相手のことを理解すること。英語でアンダースタンド。アンダーは下、スタンドは立つ。相手の下に立つことを、相手を理解するというのです。聖霊の働きは、こちら側の思いを相手に押し付けるのではなく、相手の考え方を聞き、相手の状況を考えながら、福音を語っていく。それが聖霊なる神様の働きなのです。
選ばれた人
イスカリオテのユダの代わりの候補として、二人の人が選ばれます。イエス様と3年半の宣教生活を共に歩んだ仲間だったからです。しかも、選ばれたマティアは多数決ではなく、くじを引いたのです。人間が選ぶと、損得勘定や利害関係が入ってきます。ところが神様の選びは、そのようなものとはまったく無縁のところで行われます。
私がこの神戸西教会の牧師として招聘された出来事も同じでした。神戸西教会のことをまったく知らず、神戸に縁があったわけでもなく、住んだこともない私たちを、この教会はただ一度の礼拝説教で招聘してくださいました。
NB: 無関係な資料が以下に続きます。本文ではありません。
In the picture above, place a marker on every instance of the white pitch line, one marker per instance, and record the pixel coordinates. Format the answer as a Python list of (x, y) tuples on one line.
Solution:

神戸西教会が神様の思いを実現していくために、私たちは礼拝を第一とし、聖書を読み、祈りを献げ、神様の御心を正しく探りながら、共に信仰生活を送っていきたいと願います。
キリストの証人
使徒言行録は、初代教会の様子が生き生きと記されている書物です。神に選ばれた民であるイスラエルの約束に従ってこの世に来てくださったイエス・キリストは、それゆえにユダヤ人の救い主であると考えられていました。しかし、イエス様の代わりとしてこられた聖霊の働きによって、世界中のすべての民族が神の民としての歩みに招かれていることが明らかになっていきました。初代教会の歩みを通して、新しいステージに入った神戸西教会の歩みをご一緒に探っていきましょう。